Robots and speech bubbles seem like a natural fit for a chatbot company, but they had issues.
We felt that using speech bubbles for a chat/chatbot brand was overdone and that features of the robot face were too complex for a logo.
We told Keano to skip the robot face and message bubble and here is what he came up with these designs:
The results were encouraging. In particular, the whole team really liked the concept of the 2nd and 8th designs because they looked like a super simplified version of a conversation with a chatbot, and maybe we are biased, but we feel like chatbots hit a lot of those characteristics we were talking about earlier.
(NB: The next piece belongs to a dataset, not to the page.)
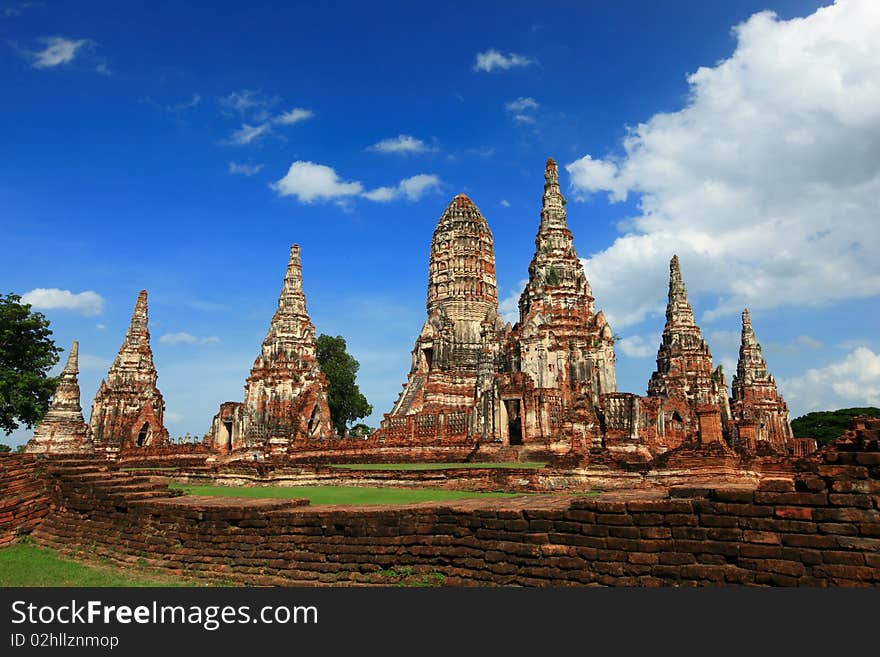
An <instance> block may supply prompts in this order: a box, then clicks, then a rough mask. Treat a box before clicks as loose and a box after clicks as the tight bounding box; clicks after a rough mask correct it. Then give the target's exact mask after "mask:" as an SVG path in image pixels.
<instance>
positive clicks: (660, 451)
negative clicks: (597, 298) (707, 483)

They are simple, recognizable, fun, playful and they certainly match our brand.
So using these two designs as a starting point we gave Keano a few pointers about how he could improve the design (e.g. round out the message bubble corners and add some color), and here’s what he came up with:
This was now getting interesting.
I personally liked the 2nd and 3rd design and I wanted to see how it will look like once deployed, so we asked Keano to make some mockups showing how the logo would look in different contexts (e.g. on our website, in an app listing page, on a t-shirt etc).
We circulated this again among the team yet again, for more feedback, and a few good points were brought up.
The logo was vertically accentuated (i.e. it was kinda long) and that made it look odd on an app listing page.
To help resolve this, we took some inspiration from the ratios in the Google Forms Logo (Ironic, considering that our company’s stated aim is to rid the world of forms).
As a consequence of the the reduced height, it would be better if there were only four “message bubbles” instead of six within the outer box.
We also wanted to try some variations on border-radius and brighter and more dynamic shades of violet color and Keano was more than happy to oblige all our changes.
We were getting closer, but weren’t quite there yet.
The logo needed some polish, so after a adjusting the spacing between elements, adding a sick drop shadow to the message bubbles and changing the shade of violet from “#704589” to “#6d33aa” so that it was brighter, we came up with our final logo:
After that, we pretty much had to do some basic due diligence (e.g. checking it out in favicon format, getting some basic color variations like a plain black version and a plain white version) and we were all set to roll it out.
The whole process of making the logo took us around 19 days, and we are pretty happy with the end result.
So what do you think about our approach and the actual logo?